Ya se prevé que esas imaginaciones, aguijadas
por el horror del hambre cierta, inevitable, han de ejercer con tremenda
rapidez su obra destructora. Casi toda la vida de los cinco reos se reconcentra
en su mente poblada de espectros. Al principio, la cara desencajada del Conde,
al oír clavar la puerta de la torre, y el transporte de pavor de Anselmuccio.
Luego apenas algún súbito gesto de ira impotente, luego el estupor, el estupor
completo que los envuelve como una mortaja de piedra. El silencio profundo que
los circunda, la mudez azorada en que permanecen día tras día, producen una impresión
mucho más honda, de la que pudieran lograr las más dolorosas imprecaciones.

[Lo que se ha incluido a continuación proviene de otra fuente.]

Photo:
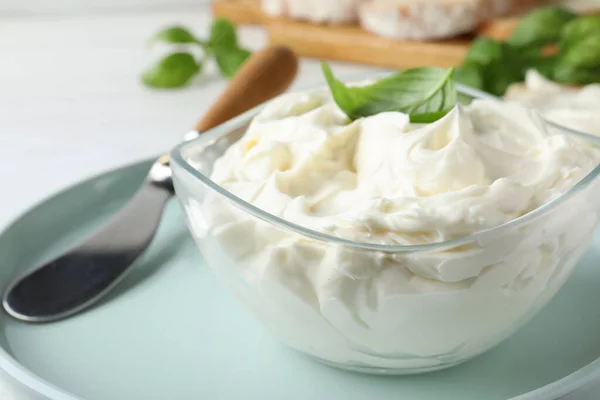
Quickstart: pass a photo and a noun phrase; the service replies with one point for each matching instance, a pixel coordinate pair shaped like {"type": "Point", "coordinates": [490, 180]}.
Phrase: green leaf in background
{"type": "Point", "coordinates": [544, 65]}
{"type": "Point", "coordinates": [541, 27]}
{"type": "Point", "coordinates": [224, 46]}
{"type": "Point", "coordinates": [230, 60]}
{"type": "Point", "coordinates": [222, 35]}
{"type": "Point", "coordinates": [568, 74]}
{"type": "Point", "coordinates": [470, 75]}
{"type": "Point", "coordinates": [175, 34]}
{"type": "Point", "coordinates": [426, 94]}
{"type": "Point", "coordinates": [177, 69]}
{"type": "Point", "coordinates": [173, 71]}
{"type": "Point", "coordinates": [579, 28]}
{"type": "Point", "coordinates": [584, 52]}
{"type": "Point", "coordinates": [484, 50]}
{"type": "Point", "coordinates": [499, 76]}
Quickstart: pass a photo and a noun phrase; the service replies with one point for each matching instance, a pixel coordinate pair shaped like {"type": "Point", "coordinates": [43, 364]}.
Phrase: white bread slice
{"type": "Point", "coordinates": [317, 11]}
{"type": "Point", "coordinates": [431, 19]}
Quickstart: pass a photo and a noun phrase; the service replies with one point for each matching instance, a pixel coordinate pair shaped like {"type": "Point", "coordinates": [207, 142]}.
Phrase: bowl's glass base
{"type": "Point", "coordinates": [366, 369]}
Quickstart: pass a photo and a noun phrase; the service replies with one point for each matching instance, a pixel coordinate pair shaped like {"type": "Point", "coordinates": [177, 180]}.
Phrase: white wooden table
{"type": "Point", "coordinates": [71, 105]}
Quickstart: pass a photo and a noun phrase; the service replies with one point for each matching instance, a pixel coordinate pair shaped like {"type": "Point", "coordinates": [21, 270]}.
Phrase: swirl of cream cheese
{"type": "Point", "coordinates": [386, 181]}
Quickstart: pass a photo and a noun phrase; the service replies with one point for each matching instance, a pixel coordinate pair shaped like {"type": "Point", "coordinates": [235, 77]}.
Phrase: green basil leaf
{"type": "Point", "coordinates": [222, 35]}
{"type": "Point", "coordinates": [173, 71]}
{"type": "Point", "coordinates": [568, 74]}
{"type": "Point", "coordinates": [585, 52]}
{"type": "Point", "coordinates": [426, 94]}
{"type": "Point", "coordinates": [545, 65]}
{"type": "Point", "coordinates": [579, 28]}
{"type": "Point", "coordinates": [230, 60]}
{"type": "Point", "coordinates": [470, 75]}
{"type": "Point", "coordinates": [484, 50]}
{"type": "Point", "coordinates": [175, 34]}
{"type": "Point", "coordinates": [541, 27]}
{"type": "Point", "coordinates": [499, 76]}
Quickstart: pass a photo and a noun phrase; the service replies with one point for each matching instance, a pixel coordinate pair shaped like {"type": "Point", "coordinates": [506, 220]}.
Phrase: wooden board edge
{"type": "Point", "coordinates": [351, 44]}
{"type": "Point", "coordinates": [240, 12]}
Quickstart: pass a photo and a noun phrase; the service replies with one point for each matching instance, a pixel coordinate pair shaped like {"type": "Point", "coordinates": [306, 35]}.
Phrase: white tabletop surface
{"type": "Point", "coordinates": [71, 105]}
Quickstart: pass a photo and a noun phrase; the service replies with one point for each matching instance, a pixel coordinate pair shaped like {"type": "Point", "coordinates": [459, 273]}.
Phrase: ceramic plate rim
{"type": "Point", "coordinates": [30, 380]}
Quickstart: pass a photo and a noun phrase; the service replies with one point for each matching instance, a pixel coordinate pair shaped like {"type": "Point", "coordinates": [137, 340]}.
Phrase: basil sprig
{"type": "Point", "coordinates": [425, 93]}
{"type": "Point", "coordinates": [177, 69]}
{"type": "Point", "coordinates": [554, 41]}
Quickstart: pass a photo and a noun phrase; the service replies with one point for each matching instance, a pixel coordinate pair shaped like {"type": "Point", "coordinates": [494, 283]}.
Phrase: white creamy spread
{"type": "Point", "coordinates": [576, 108]}
{"type": "Point", "coordinates": [383, 180]}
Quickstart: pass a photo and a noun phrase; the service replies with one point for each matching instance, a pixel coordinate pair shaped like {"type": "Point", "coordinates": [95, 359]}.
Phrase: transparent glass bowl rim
{"type": "Point", "coordinates": [213, 134]}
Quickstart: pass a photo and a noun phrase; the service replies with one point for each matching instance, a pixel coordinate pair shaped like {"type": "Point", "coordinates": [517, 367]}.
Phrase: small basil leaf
{"type": "Point", "coordinates": [470, 75]}
{"type": "Point", "coordinates": [174, 70]}
{"type": "Point", "coordinates": [484, 50]}
{"type": "Point", "coordinates": [175, 34]}
{"type": "Point", "coordinates": [568, 74]}
{"type": "Point", "coordinates": [222, 35]}
{"type": "Point", "coordinates": [541, 27]}
{"type": "Point", "coordinates": [579, 28]}
{"type": "Point", "coordinates": [499, 76]}
{"type": "Point", "coordinates": [230, 60]}
{"type": "Point", "coordinates": [585, 52]}
{"type": "Point", "coordinates": [425, 93]}
{"type": "Point", "coordinates": [545, 65]}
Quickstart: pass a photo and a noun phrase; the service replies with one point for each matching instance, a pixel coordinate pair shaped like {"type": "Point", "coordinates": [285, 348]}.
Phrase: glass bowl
{"type": "Point", "coordinates": [364, 318]}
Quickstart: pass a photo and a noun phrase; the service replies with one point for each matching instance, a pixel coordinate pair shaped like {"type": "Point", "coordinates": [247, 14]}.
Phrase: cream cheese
{"type": "Point", "coordinates": [383, 180]}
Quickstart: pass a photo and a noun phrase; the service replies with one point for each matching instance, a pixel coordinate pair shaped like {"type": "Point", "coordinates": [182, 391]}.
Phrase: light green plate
{"type": "Point", "coordinates": [171, 332]}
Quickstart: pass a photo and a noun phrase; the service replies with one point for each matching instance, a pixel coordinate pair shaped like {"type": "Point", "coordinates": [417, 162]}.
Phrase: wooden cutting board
{"type": "Point", "coordinates": [351, 43]}
{"type": "Point", "coordinates": [344, 43]}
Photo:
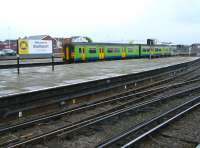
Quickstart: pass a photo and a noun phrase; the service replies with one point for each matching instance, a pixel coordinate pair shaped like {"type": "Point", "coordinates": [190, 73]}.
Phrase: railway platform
{"type": "Point", "coordinates": [38, 78]}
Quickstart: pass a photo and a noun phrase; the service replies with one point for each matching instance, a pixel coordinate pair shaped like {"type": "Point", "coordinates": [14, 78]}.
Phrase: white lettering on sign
{"type": "Point", "coordinates": [40, 46]}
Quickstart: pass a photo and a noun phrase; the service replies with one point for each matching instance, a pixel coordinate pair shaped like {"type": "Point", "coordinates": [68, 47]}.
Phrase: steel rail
{"type": "Point", "coordinates": [103, 116]}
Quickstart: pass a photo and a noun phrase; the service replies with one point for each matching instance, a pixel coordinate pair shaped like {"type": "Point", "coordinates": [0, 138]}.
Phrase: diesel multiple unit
{"type": "Point", "coordinates": [80, 52]}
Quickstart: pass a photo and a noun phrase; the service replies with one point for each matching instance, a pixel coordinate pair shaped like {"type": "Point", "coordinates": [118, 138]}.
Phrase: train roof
{"type": "Point", "coordinates": [111, 44]}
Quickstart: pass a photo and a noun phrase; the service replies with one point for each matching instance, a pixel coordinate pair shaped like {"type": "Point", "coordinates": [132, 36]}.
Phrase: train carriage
{"type": "Point", "coordinates": [80, 52]}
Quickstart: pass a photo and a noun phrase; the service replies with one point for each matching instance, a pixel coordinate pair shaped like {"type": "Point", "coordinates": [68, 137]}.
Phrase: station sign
{"type": "Point", "coordinates": [26, 47]}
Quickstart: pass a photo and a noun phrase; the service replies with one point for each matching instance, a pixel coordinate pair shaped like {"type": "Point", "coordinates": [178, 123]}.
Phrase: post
{"type": "Point", "coordinates": [52, 61]}
{"type": "Point", "coordinates": [18, 65]}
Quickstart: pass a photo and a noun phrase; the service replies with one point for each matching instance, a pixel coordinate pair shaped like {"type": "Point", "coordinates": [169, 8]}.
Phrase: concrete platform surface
{"type": "Point", "coordinates": [35, 78]}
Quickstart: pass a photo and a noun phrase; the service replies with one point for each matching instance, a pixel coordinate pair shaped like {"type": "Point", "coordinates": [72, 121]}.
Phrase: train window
{"type": "Point", "coordinates": [80, 50]}
{"type": "Point", "coordinates": [130, 49]}
{"type": "Point", "coordinates": [116, 50]}
{"type": "Point", "coordinates": [110, 50]}
{"type": "Point", "coordinates": [92, 50]}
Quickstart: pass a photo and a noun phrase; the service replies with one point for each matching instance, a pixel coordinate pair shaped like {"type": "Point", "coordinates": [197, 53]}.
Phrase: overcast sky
{"type": "Point", "coordinates": [103, 20]}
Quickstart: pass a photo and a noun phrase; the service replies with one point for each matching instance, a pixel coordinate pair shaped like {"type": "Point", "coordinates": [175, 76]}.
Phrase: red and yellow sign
{"type": "Point", "coordinates": [23, 47]}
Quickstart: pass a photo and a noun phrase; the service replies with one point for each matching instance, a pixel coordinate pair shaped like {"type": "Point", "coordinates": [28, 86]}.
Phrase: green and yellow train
{"type": "Point", "coordinates": [80, 52]}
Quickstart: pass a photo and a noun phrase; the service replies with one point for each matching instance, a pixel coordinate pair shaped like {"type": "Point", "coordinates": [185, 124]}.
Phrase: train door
{"type": "Point", "coordinates": [68, 53]}
{"type": "Point", "coordinates": [123, 52]}
{"type": "Point", "coordinates": [101, 53]}
{"type": "Point", "coordinates": [83, 54]}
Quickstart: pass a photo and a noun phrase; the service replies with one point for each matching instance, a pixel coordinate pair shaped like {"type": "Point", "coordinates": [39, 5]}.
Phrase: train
{"type": "Point", "coordinates": [86, 52]}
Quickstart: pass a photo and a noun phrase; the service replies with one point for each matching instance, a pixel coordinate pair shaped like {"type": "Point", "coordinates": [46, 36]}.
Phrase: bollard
{"type": "Point", "coordinates": [73, 101]}
{"type": "Point", "coordinates": [20, 114]}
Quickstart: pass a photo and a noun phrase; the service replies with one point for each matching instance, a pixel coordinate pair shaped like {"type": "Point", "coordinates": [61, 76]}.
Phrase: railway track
{"type": "Point", "coordinates": [122, 97]}
{"type": "Point", "coordinates": [132, 136]}
{"type": "Point", "coordinates": [128, 106]}
{"type": "Point", "coordinates": [132, 96]}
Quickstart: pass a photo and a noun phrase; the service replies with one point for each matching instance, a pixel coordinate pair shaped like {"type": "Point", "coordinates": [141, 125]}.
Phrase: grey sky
{"type": "Point", "coordinates": [103, 20]}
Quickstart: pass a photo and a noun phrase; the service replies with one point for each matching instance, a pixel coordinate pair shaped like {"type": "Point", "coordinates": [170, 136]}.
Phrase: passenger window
{"type": "Point", "coordinates": [110, 50]}
{"type": "Point", "coordinates": [92, 50]}
{"type": "Point", "coordinates": [80, 50]}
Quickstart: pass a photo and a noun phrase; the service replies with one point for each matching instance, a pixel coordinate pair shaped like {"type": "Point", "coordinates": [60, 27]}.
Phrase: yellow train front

Pero ese efecto artístico admirable adquiere
ahora nuevo valor, viendo con qué exactitud corresponde a las observaciones
hechas por la ciencia moderna. En cambio, vamos a ver cómo puede engañarse la
historia.
Al referir el famoso cronista Villami el mismo
horroroso suceso, dice que, antes de morir, el Conde comenzó a gritar, pidiendo
confesión. Sucumbió Ugolino a los ocho días de habérsele privado del alimento
después de siete de estupefacción y al cabo de dos de estar casi ciego y exánime.
Esta es la descripción del poeta; y parece seguir paso a paso las que han hecho
en nuestros tiempos los observadores. A los ocho días de los tormentos del hambre,
¿podría conservar un anciano el espíritu y la voz tan enteros, que se oyeran y
distinguieran sus palabras a través de los muros de una torre con la puerta
clavada? Bien advertimos que el poeta resulta más cerca de la verdad que el
historiador.
Revista de la Facultad de Letras y Ciencias (La Habana), año IV, Nº 2 (1907), pp. 29-30.